See [Distributions/Normal Distribution.ipynb](./Distributions/Normal%20Distribution.ipynb) for details on the normal distribution.

$$f(x)=\frac{1}{\sqrt{2\pi \sigma^2}}e^{-\frac{(x-\mu)^2}{2\sigma^2}}$$

Its mean is $\mu=\mu$ and variance is $\sigma^2=\sigma^2$.

## [Markov Chains](https://en.wikipedia.org/wiki/Markov_chain)

A Markov chain (or Markov process) is a stochastic model describing a sequence of possible events in which the probability of each event depends only on the state attained in the previous event. Informally, this may be thought of as, "What happens next depends only on the state of affairs ***now***.

A Markov process is a stochastic process that satisfies the [Markov Property](https://en.wikipedia.org/wiki/Markov_property) (sometimes characterized as [memorylessness](https://en.wikipedia.org/wiki/Memorylessness)). Predictions can be made regarding future outcomes based solely on its present state and, such predictions, are just as good as the ones that could be made knowing the process's full history. Stated another way, the Markov property is such that, conditioned on the current state, the past and future states it will occupy are conditionally independent.

The probability of transitioning from state $i$ to state $j$ at any given time is given my a transition matrix, denoted by $P$.
$$P = 
\begin{pmatrix}
p_{11} & \dots & p_{1n} \\
\dots & & \dots \\
p_{m1} & \dots & p_{mn} \\
\end{pmatrix}
$$

A *recurrent state* is one where if entering the state, one will always transition back into that state eventually.

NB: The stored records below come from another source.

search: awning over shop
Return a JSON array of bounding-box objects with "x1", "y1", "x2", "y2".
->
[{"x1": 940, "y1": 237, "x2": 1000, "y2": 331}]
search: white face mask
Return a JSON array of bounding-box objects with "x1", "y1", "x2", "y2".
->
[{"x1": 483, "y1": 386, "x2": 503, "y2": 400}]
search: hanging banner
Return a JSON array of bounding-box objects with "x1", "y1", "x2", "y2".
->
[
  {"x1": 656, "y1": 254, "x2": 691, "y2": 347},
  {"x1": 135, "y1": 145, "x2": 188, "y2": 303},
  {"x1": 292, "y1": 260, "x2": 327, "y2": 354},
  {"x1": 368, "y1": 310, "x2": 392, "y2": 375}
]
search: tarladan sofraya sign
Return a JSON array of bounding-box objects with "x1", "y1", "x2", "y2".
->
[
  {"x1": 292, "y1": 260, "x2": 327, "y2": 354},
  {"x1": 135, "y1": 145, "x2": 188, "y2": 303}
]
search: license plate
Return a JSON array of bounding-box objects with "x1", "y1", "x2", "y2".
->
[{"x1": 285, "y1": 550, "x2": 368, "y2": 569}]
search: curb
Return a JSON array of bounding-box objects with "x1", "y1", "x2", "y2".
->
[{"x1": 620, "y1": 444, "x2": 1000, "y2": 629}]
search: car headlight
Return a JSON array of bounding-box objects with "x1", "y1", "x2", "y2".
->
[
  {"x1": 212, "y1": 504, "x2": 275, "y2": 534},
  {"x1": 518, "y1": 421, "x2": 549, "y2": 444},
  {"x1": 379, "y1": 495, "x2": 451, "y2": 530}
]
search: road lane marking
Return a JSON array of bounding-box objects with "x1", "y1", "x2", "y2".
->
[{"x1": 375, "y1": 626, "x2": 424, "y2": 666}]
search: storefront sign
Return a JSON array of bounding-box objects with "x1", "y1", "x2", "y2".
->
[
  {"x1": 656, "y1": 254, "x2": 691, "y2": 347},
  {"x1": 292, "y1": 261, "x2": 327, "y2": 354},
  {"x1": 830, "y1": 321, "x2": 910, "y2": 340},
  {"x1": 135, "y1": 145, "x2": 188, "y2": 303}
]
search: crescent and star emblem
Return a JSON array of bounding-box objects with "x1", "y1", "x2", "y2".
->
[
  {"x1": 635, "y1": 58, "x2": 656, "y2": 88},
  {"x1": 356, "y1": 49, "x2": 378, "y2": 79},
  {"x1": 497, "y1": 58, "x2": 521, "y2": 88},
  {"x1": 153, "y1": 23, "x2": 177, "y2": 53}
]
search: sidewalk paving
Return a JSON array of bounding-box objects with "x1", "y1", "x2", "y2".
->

In contrast, a *transient state* is one in which, if entered, there is a positive probability that upon leaving, one will never enter that state again.

A [stationary distribution](https://en.wikipedia.org/wiki/Stationary_process) for a Markov chain satisfies the following characteristic: $\pi=\pi P$, where a $P$ is a transition matrix and remains fixed following any transitions using $P$. Thus, $P$ contains the long-run proportions of the time that a process will spend in any particular state over time.